Barben genießen in Großbritannien seit Jahrzehnten eine außergewöhnliche Popularität. Bereits in den 1980er-Jahren erschien in Großbritannien einiges an Literatur zum Thema Barbenangeln. Fred Crouchs „Understanding Barbel“ ist zweifelsohne der Klassiker. Auch hierzulande steht er als wertvoller Buchschatz im Regal von so manchem Barbenspezi. Ursprünglich kommt die Europäische Barbe (Barbus barbus) nur in den östlichen Regionen Englands vor.
River Wye: jahrelanger Barben-Besatz macht sich bezahlt
In Westengland sowie in Wales wurden vor langer Zeit Flüsse erstmals mit Barben besetzt. Der viertlängste Fluss des Vereinigten Königreichs ist der River Wye. Er ist einer jener Flüsse, der heute dank der Besatzmaßnahmen an den Zulaufflüssen des Wyes in den 70er-Jahren einen sehr guten Barbenbestand aufweist. Neben Trent und Severn gehört der River Wye heute zu den beliebtesten Barben- und Döbelrevieren in Großbritannien.
Der rund 250 km lange Fluss entspringt einer Quelle in Plynlimon, am höchsten Punkt der Cambrian Mountains, und bildet ab seinem Mittel- bzw. Unterlauf eine natürliche Grenze zwischen Wales und England. Obwohl der River Wye unter den Top 5 der längsten UK-Flüsse seinen Platz einnimmt, fließt er nur durch eine einzige größere Stadt namens Hereford. Südlich der walisischen Kleinstadt Chepstown mündet der River Wye nahe der Severn Bridge im untersten Unterlauf vom Severn. Dieser wiederum mündet wenige Kilometer flussabwärts in den Bristol Channel.
Zu Gast bei Angellegende Bob James
Wenige Kilometer westlich von jener größeren 60.000-Einwohnerstadt Hereford, liegt die Wye-Strecke der lebenden Angellende Bob James. Bob war gemeinsam mit Chris Yates Protagonist in einer der größten Angelserien aller Zeiten, „A Passion for Angling“. Diese wurde 1993 im britischen Öffentlich-Rechtlichen, der British Broadcasting Corporation (BBC) und weiteren Ländern wie Neuseeland, Italien, Norwegen, Mexiko, Hong Kong und Japan ausgestrahlt.

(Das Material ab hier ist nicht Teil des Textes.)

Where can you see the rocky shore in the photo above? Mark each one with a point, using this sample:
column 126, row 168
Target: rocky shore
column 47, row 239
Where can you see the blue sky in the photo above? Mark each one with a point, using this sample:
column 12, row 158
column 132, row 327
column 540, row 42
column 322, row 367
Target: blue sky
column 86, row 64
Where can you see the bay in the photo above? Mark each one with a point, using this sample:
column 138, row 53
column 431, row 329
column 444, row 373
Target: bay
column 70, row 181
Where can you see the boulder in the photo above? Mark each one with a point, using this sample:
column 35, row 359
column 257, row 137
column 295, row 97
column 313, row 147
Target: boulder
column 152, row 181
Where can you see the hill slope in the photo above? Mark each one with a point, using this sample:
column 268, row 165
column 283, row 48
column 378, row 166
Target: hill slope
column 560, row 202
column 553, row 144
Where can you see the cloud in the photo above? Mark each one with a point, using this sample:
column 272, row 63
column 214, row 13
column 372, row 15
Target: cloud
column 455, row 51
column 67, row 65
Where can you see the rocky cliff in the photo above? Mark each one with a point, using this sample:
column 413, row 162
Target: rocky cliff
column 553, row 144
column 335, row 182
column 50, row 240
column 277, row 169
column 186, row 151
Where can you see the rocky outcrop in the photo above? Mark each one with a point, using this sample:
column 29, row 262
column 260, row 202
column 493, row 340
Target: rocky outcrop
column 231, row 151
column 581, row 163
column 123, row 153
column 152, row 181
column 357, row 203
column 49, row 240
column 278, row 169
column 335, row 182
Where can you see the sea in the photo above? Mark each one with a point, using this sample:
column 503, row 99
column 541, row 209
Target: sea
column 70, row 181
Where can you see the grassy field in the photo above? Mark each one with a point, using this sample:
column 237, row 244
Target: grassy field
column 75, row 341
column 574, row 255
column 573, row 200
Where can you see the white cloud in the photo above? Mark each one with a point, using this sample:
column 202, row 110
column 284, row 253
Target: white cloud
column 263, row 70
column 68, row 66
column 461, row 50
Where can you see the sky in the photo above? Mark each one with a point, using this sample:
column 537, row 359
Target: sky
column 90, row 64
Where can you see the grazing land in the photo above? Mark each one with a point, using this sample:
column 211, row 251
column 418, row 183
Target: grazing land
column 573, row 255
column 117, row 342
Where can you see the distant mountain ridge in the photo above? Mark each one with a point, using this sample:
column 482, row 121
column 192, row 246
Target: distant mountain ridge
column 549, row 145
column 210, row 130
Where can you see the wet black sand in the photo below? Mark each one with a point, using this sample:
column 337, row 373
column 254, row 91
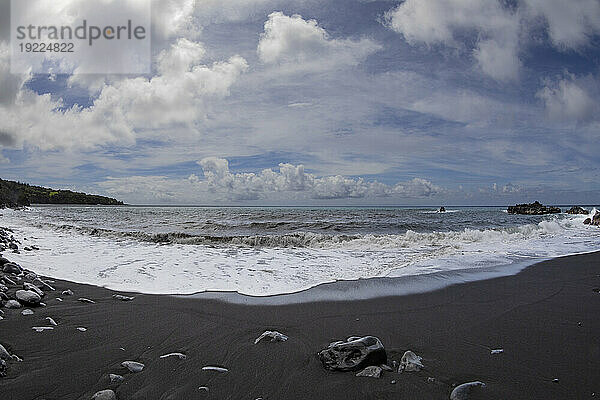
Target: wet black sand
column 546, row 319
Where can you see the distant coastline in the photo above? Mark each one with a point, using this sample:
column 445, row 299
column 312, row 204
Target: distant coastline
column 17, row 194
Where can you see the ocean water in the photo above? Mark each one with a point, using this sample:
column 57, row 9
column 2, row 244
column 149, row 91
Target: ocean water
column 270, row 251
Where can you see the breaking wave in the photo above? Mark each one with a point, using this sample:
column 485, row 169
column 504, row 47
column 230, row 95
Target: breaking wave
column 331, row 241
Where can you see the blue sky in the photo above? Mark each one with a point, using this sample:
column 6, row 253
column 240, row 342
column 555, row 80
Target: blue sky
column 325, row 102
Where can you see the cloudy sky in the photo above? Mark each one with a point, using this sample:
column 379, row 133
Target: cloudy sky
column 324, row 102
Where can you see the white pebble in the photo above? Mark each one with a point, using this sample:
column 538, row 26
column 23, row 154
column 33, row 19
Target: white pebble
column 213, row 368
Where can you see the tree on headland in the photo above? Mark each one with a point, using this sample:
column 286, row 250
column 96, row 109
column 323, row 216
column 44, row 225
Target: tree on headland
column 17, row 194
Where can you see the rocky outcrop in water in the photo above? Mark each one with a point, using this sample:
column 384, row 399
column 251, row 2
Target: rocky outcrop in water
column 535, row 208
column 577, row 210
column 596, row 219
column 353, row 354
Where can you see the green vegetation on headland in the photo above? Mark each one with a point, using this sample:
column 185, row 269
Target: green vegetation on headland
column 16, row 194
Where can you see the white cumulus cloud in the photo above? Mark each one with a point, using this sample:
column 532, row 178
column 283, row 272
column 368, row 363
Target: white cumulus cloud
column 571, row 99
column 303, row 44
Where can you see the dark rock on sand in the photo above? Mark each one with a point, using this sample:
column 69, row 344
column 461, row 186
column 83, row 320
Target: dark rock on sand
column 12, row 304
column 33, row 288
column 410, row 362
column 28, row 297
column 133, row 366
column 85, row 300
column 4, row 354
column 11, row 268
column 114, row 378
column 577, row 210
column 371, row 371
column 274, row 336
column 534, row 208
column 41, row 284
column 122, row 298
column 105, row 395
column 353, row 354
column 462, row 392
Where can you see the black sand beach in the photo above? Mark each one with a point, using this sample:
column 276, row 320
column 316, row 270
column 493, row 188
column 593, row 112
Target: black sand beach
column 545, row 319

Mr. James pflegt und hegt nun seit mehr als 20 Jahren einen rund 2,5 km langen Abschnitt vom Wye. Dort betreut er die zahlreichen Angelgäste, die ihn über das Jahr an seinem zweiten Zuhause besuchen. Mitte September 2022 kam ich gemeinsam mit den Jungs von Korum Benelux in den Genuss, die Pilgerreise zum River Wye anzutreten.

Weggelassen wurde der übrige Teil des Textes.